Rozmawiać i pisać w komunikatorze Skype możemy i to bez problemów, ale ta jednostronna wymiana/dostarczanie małych, bo "ważących" zaledwie parę kB plików graficznych jest niezwykle irytująca.
Aby sprawdzić, czy nie jest to wina LM-18, zainstalowałem LMDE-2, również ze środowiskiem Cinnamon - lubię to środowisko.
Niestety, problem pozostał.
Sprawdziłem, czy jakiekolwiek pliki mogę otrzymać tą drogą od syna, czyli "zza ściany"...z drugiego pokoju.

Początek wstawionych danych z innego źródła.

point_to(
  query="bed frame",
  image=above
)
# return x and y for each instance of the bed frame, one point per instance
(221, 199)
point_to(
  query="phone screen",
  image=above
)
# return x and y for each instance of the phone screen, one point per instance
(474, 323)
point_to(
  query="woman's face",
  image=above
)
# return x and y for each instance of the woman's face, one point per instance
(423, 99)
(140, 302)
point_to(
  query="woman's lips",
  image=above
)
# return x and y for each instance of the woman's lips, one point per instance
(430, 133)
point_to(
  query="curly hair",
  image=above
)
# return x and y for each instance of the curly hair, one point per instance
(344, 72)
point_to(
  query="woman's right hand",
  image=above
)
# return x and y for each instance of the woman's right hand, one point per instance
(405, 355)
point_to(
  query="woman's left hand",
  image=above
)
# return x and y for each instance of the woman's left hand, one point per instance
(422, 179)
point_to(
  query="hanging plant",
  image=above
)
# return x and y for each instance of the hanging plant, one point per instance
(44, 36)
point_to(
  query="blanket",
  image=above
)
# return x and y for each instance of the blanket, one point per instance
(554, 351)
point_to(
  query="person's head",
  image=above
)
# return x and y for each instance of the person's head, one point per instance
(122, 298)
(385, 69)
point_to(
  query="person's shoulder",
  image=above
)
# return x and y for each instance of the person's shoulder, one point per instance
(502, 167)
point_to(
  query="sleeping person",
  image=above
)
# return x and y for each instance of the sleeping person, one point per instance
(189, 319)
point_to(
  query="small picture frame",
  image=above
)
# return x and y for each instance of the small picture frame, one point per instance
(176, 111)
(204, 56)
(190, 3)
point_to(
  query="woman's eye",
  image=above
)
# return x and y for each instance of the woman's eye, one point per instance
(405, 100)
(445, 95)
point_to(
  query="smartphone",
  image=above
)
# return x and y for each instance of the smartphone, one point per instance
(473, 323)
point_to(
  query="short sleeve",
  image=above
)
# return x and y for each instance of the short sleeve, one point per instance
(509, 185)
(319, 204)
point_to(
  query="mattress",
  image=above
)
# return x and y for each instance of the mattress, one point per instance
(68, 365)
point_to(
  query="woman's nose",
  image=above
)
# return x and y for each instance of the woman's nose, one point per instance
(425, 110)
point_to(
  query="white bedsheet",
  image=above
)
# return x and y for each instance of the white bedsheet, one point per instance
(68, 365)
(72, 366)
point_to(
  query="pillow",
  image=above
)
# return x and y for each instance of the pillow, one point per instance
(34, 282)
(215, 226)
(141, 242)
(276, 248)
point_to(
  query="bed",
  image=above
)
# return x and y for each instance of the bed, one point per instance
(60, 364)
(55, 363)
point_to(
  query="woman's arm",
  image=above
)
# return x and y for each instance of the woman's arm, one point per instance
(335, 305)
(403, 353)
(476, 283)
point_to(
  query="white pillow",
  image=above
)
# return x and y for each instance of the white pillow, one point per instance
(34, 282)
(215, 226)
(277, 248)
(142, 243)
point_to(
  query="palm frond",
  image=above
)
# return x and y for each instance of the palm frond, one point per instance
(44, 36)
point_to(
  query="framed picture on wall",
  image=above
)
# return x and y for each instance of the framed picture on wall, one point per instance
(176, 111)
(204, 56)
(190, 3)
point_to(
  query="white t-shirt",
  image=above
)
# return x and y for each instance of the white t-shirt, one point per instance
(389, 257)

Syn pracuje na którymś z wydań M$, ale wysłany od niego plik, mimo graficznej informacji przesuwającego się paska postępu transmisji do mnie nie dociera.
Nie sprawdzałem przesyłu plików pomiędzy komunikatorami pracującymi pod Linuksem.
Nigdy z podobnym problemem nie miałem do czynienia, a wcześniejsze wersje Skype we współpracy na linii Windows <=> Linux były bezproblemowe - od kilkudziesięciu lat jestem użytkownikiem Linuksa i Skype.
Nie chcę tu snuć spiskowej teorii dziejów, ale skoro firma z Redmond wykupiła ten komunikator to ......?
Czy macie jakieś pomysły ?
ps.
LMDE-2 zostanie na dłużej, gdyż jest zdecydowanie szybszym i lepszym OSem niż LinuxMint-18.
Serdecznie pozdrawiam i dziękuje za zainteresowanie moim(?) problemem.